Jessica traded the MP3 player under her bed out for the bottle. “Blessed. Yeah, right. You’re the one who can make anything you put your mind too. I make depressing black goop. She thinks I’m a failure.”
“Do you think you’re a failure?”
“Hmph.” She frowned as she cycled through pirated playlists. “I don’t care what she thinks.”
“That’s not what I asked.” Martha tilted her head back when she said that like she already knew the answer. Jessica wanted to confide in her so badly. She wanted her to understand what it was like living with no friends, no hope and no soul. Hating what you saw in the mirror not because of the fleeting concerns of puberty, but because you were a distorted fragment of the person you hated the most, like a photocopy printed with not enough ink. A genetic redundancy that didn’t fit in Skinnyman’s grand designs and couldn’t craft any designs of her own. But she couldn’t confide in Martha, because she fit. There was no reason for twins.
Martha thinking she was a failure hurt much worse.
She grabbed a packet of smokes to snap herself from her daze but the doorbell rang before she could light up.
“Please don’t be the IRS…” she groused, getting up to look through the keyhole. Jeff was standing there, trying to look like a cool customer, but his eyes told the real story.
“Jeff, is everything alright?” she asked as she opened the door.
Jeff wringed his hands as he peeked over her shoulder. Was he looking at her liquor bottles? “I won’t sugarcoat it. No. That’s why they wanted me to bring you in. I’ll explain everything at the station.”
Suddenly she felt very clammy. “Oh. Was I driving last night? Did I hit somebody?”
Jeff put a hand on her shoulder. “Hey, just breathe. I promise I’ll explain everything, I just need you to come with me.”
Jeff took Jessica straight to police headquarters, a shiny glass cubish building in Riverwalk.

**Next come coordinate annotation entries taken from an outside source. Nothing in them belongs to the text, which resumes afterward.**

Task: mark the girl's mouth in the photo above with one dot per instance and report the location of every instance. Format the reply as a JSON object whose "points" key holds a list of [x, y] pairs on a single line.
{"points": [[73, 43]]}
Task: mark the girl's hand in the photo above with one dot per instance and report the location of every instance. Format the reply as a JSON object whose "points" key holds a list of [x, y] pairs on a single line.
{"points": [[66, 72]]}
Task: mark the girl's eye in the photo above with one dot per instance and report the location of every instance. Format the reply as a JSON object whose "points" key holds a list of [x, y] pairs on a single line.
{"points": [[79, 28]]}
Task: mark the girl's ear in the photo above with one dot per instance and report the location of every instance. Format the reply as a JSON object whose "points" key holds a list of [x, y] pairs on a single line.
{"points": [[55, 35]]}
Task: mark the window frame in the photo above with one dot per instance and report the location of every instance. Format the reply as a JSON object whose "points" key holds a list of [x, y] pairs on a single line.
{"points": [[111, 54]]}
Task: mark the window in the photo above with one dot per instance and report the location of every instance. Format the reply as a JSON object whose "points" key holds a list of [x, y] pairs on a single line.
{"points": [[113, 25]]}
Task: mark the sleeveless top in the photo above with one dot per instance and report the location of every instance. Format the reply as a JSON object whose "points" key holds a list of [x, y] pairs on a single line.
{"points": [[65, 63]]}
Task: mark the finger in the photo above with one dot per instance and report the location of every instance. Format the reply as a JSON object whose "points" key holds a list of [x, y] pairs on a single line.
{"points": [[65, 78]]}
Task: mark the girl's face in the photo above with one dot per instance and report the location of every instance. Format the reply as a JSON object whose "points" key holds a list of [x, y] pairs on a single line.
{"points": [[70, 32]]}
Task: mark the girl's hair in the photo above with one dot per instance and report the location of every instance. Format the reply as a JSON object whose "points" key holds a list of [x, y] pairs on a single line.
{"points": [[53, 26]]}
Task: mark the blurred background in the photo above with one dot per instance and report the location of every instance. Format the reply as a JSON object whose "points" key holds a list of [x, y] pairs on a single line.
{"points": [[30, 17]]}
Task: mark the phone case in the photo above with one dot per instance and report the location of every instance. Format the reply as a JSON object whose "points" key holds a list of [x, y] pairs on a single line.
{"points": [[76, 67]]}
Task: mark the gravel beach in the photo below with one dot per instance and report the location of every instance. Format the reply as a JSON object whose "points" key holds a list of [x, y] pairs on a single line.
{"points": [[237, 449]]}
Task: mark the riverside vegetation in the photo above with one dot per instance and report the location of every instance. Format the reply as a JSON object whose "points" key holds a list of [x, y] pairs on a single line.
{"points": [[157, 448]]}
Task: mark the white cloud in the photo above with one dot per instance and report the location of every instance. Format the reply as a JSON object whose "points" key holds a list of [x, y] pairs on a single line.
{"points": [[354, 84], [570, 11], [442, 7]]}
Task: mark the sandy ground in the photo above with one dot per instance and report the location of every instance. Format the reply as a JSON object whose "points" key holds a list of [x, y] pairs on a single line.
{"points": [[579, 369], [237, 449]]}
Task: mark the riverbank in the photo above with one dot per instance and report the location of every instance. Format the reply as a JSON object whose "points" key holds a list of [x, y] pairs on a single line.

Despite being the largest police building in the city, it wasn’t any busier than the others, since only specialized units were permanently stationed there. He led her to her to the detective’s office near the rear of the building. Most of his co-workers weren’t working or were working out in the field, but those that were there were poking their heads out of their cubicles, staring at her like she had ‘criminal’ tattooed on her forehead.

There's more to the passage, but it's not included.